Ideologi juga menempatkan para eksekutif perusahaan berada pada posisi tertinggi dalam komunitas masyarakat. Mereka bersaing bebas tanpa ada yang bisa mengontrol, selain kemampuan modalnya sendiri. Sehingga, bagi yang tidak punya modal akan terlempar dari pasar karena tidak mampu bersaing. Sebagai akibatnya, yang miskin akan bertambah miskin dan yang kaya akan bertambah kaya. Kondisi ini akan menimbulkan gejala sosial, seperti kriminalitas dan bahkan pemberontakan, karena kesenjangan ekonomi.
Liberalisme Barat juga masuk pada wilayah agama. Liberalisme dalam bidang agama menawarkan perlunya sekularisasi, pemisahan antara agama dan negara. Nilai-nilia agama menjadi tak bisa berbuat apa-apa di hadapan negara. Dan akibatnya, peraturan negara tidak lagi mendengar suara etis dari tuntunan agama. Inilah yang merupakan ancaman liberalisme Barat.
Sementara di Timur Tengah muncul Islam ideologis. Islam ideologis ini merupakan reaksi dari liberalisme Barat yang bersifat kolonialistik. Artinya, Islam ideologis ini datang bukan sebagai agama, akan tetapi merupakan bagian dari international political movement (gerakan politik internasional). Mereka menggunakan agama (Islam) sebagai ideologi politik, bukan sebagai way of life (pandangan hidup).
Mengapa gerakan Islam ideologis perlu diwaspadai? Karena mereka kerap kali memicu radikalisme dan kekerasan atas nama agama. Padahal, Islam sama sekali tidak meligitimasi aksi radikalisme dan kekerasan. Mereka sengaja melakukan aksi pengrusakan terhadap tempat yang dinilai berbau maksiat, penutupan rumah ibadah umat agama lain, dan bahkan aksi bom bunuh diri atas nama jihad fi sabilillah.

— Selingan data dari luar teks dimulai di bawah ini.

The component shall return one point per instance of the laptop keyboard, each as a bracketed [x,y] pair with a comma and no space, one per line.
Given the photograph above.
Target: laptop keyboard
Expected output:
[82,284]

Menghadapi dua model ideologi transnasional tersebut – liberalisme Barat dan Islam ideologis Timur Tengah – NU berihktiar untuk menjadikan model tawassuth dan i’tidal (pola pikir moderat). Artinya, NU senantiasa bersikap tawazun (seimbang) dalam menyikapi bebagai pesoalan, termasuk ideologi transnasional.
Dengan tawasuth dan I’tidal, NU senantiasa bersikap dan bertindak lurus dan selalu bersifat membangun serta menghindari segala bentuk pendekatan yang bersfat tatharruf (ekstrim), baik itu ekstim kiri (liberalisme) maupun ekstim kanan (fundamentalisme). Karena didasarkan pada fakta dan pengalaman dalam konteks Indonesia, baik dalam proses kemerdekaan maupun dalam proses mengisi kemerdekaan, dan bahkan dalam proses mewujudkan perdamaian dunia, model Islam moderat inilah yang mudah diterima.
Oleh karena itu, NU meyakini bahwa model Islam moderat yang bisa menjadi alternatif Islam internasional, karena landasannya sangat qurani, yaitu membawa misi Islam rahmatan lil ‘alamin/menjadi rahmat bagi semesta alam (QS. 21:107). Sebagai ormas Islam terbesar di dunia, NU mempunyai tanggungjawab untuk menciptakan wajah Islam yang damai dan ramah, serta menentang Islam ideologis yang selalu menggunakan pendekatan radikalisme dan kekerasan, seperti Majelis Mujahidin.